Dee Dee’s first few recordings—a CDR followed by a 7-inch and a 12-inch EP—were solo affairs her friends helped with. She didn’t have a band, but those recordings had a din and ecstatic heat that occasionally threatened to overpower Dee Dee’s songs, which were lovelorn, melodic gems that echoed Siouxsie and the Banshees, folk godmothers such as Carole King, and the Jesus and Mary Chain in equal degrees.

So when it came time to make the inevitable full-length, she and her label, Sub Pop, decided to record the album using the same bedroom methods she had used in her previous work (with spots by Yeah Yeah Yeahs guitarist Nick Zinner, Crocodiles’ Brandon Welchez and Los Angeles musician Andrew Miller), with the addition of a marquee-level punch-up in sound by producer Richard Gottehrer, whose credits include co-founding Sire Records; writing “My Boyfriend’s Back”; and producing credits for Blondie, the Go-Gos and the Raveonettes.

The result is a set that feels muscular and commanding, yet still very much grounded with an underlying vulnerability. Her songs tell of good girls spinning out of control, messing with drugs (“It just opens doors I never knew could be,” she sings in “Bhang Bhang, I’m a Burnout”), rivals (“Lines Her Eyes” calls out a doppelganger, declaring, “My enemy wears her hair just like me, lines her eyes just like me”) and magnetic boys.

For the tour, a full band were employed, with members Jules (guitar), Bambi (bass) and Sandra Vu (drums) joining in 2009. “I am feeling more confident,” Dee Dee says, “and now that this is a real band with an album and tours, I want to get the songs out even farther.”

Her newfound confidence shows.

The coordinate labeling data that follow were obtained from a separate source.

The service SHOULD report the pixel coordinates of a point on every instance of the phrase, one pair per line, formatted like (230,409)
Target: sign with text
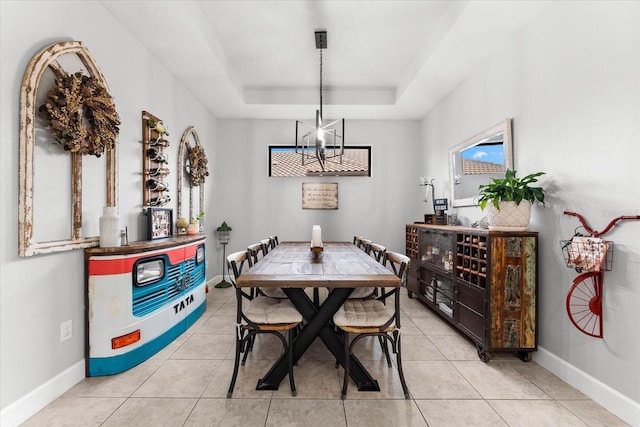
(319,195)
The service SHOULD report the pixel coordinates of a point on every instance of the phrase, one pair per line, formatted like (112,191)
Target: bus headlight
(150,271)
(199,254)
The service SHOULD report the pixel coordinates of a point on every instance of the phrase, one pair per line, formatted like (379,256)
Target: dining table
(338,266)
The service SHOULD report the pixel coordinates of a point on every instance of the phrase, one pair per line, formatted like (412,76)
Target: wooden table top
(339,265)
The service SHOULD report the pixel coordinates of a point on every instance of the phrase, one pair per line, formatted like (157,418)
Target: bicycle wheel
(584,303)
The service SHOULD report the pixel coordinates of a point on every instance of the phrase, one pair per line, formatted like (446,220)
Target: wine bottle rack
(411,244)
(155,162)
(471,258)
(482,282)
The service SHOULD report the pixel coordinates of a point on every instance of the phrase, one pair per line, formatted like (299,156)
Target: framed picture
(319,195)
(160,223)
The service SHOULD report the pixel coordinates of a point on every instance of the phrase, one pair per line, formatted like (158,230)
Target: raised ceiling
(384,60)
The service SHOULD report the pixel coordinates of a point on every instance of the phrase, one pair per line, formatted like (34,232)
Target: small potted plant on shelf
(194,227)
(181,225)
(508,200)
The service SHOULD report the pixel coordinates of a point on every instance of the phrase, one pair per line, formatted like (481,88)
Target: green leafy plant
(510,188)
(196,219)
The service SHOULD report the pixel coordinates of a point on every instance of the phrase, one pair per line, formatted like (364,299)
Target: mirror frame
(505,127)
(48,58)
(189,135)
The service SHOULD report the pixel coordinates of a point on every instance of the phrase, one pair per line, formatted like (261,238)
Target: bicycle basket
(588,254)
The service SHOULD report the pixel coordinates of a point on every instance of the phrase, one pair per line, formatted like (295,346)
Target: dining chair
(257,251)
(274,241)
(377,252)
(372,317)
(260,315)
(361,242)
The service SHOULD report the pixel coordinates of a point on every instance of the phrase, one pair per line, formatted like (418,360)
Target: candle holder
(223,236)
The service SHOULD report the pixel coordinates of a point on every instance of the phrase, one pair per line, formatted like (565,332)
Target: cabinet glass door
(437,249)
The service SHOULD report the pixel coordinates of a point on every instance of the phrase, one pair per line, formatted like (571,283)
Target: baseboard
(616,402)
(32,402)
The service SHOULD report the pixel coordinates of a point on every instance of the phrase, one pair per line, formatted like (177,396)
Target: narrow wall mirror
(478,159)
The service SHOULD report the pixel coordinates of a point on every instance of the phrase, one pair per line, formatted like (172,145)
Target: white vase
(510,217)
(110,228)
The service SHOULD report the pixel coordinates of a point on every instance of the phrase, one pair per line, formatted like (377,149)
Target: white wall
(40,292)
(571,83)
(256,205)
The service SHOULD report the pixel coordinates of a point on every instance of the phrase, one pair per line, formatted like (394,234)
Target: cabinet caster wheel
(484,355)
(525,356)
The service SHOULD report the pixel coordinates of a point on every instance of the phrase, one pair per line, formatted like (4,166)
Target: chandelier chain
(320,83)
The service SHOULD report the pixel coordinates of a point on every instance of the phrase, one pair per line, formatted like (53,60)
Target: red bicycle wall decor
(590,256)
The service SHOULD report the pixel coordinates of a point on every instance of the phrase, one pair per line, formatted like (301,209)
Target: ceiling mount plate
(321,39)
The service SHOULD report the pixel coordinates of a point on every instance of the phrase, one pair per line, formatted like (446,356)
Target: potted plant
(508,200)
(194,227)
(181,225)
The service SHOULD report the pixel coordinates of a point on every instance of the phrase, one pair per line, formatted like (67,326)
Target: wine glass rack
(155,164)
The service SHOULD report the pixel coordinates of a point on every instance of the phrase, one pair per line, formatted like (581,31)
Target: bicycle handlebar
(596,233)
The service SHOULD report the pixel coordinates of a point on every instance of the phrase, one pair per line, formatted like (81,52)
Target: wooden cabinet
(483,282)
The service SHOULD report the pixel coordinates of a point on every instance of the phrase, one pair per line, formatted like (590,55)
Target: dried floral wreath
(197,168)
(81,114)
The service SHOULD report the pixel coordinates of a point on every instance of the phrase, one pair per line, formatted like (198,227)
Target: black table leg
(318,324)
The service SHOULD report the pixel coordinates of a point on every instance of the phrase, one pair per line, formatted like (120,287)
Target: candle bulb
(316,237)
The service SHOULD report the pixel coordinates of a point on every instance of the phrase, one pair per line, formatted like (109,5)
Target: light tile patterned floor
(186,383)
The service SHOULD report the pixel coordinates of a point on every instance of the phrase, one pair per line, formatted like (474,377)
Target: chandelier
(324,142)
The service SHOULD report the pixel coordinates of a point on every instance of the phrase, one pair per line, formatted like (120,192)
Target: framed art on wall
(159,223)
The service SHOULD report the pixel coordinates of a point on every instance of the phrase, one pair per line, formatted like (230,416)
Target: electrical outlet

In this year’s South By Southwest showcases, the Dum Dum Girls played flawlessly to packed crowds, nailing every sailing harmony and scaling back the band’s copious noise without sacrificing feeling. Above the roar, you could almost hear the sound of hardened industry vets’ shells cracking.

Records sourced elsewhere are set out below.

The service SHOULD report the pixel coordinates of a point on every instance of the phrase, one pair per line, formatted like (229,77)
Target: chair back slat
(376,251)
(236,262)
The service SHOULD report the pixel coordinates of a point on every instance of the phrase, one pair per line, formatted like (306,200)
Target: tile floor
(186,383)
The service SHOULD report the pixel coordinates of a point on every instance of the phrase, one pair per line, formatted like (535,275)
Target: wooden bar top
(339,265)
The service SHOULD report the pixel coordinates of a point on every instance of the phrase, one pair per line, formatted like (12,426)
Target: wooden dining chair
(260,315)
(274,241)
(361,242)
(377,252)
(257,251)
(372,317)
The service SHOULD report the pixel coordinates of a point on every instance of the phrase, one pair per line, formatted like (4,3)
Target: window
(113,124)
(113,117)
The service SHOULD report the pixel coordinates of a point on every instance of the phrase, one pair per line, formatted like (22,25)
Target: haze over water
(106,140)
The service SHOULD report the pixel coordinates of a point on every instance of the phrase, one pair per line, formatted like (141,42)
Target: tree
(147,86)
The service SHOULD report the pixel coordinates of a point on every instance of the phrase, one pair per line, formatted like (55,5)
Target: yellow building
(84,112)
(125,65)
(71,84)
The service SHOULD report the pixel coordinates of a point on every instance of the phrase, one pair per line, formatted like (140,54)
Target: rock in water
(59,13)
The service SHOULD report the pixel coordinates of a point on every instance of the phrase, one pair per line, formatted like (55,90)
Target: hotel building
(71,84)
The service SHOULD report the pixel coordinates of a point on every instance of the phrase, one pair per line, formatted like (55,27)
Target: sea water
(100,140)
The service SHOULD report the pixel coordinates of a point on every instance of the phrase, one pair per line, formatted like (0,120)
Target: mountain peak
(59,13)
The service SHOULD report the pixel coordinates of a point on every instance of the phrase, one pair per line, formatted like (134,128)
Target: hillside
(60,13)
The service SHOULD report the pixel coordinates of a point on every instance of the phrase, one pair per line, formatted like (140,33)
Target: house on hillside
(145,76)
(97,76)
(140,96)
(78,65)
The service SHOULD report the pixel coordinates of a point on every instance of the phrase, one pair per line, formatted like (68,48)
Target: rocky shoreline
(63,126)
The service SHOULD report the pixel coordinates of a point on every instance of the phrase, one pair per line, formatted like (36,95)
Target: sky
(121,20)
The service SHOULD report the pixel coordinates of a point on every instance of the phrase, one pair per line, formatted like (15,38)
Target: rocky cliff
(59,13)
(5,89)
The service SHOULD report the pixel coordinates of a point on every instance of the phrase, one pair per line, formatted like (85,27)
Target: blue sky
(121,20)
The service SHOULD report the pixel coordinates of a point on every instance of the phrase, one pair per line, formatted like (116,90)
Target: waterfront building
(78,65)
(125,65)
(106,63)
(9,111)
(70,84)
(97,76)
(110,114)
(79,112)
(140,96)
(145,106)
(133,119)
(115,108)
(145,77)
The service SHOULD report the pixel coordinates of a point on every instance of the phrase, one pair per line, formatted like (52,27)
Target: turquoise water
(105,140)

Onstage, the Dum Dums, gussied-up with black leather and bouffant hair, make you think of cool-girl predecessors like Barbarella, the Shangri-Las and Nancy Sinatra. But it’s also hard not to think of the current stable of noise-rockettes, such as Vivian Girls and Best Coast, who join the boys in such bands as Wavves, No Age and Abe Vigoda to make up indie rock’s lo-fi boom. Dee Dee isn’t interested in being merely associated with that particular scene, though (however much it may or may not exist), and even less interested in being lumped in with the generalizing girl-band tag.

“It’s so common for ‘critics’—I use the term loosely—to judge us in relation to the few other girl bands playing within the same general scene. Like there’s only room for one to be around, and the others are ‘unnecessary.’ Fuck you!” Dee Dee says. “Do bands with boys in them get judged in that context? Not a chance.”

Dee Dee says she isn’t as concerned with being pigeonholed as a girl band as she is with the idea that an all-female band—her all-female band—is attacking melodic noise rock in a way that hasn’t been widely heard since the days of the Primitives and early PJ Harvey.

“I can only know what it feels like to finally be doing what I’ve wanted to do—and with my best friends at that,” she says. The experience, she adds, is “surreal and amazing.”

Dum Dum Girls perform with Crocodiles and DJ Rob Acosta at Detroit Bar, 843 W. 19th St., Costa Mesa, (949) 642-0600; Sat., 9 p.m. $10 in advance; $12 at the door. 21+.

This article appeared in print as "Playing Dum Dum: Dee Dee of the Dum Dum Girls overcomes shyness to deliver melodic noise rock."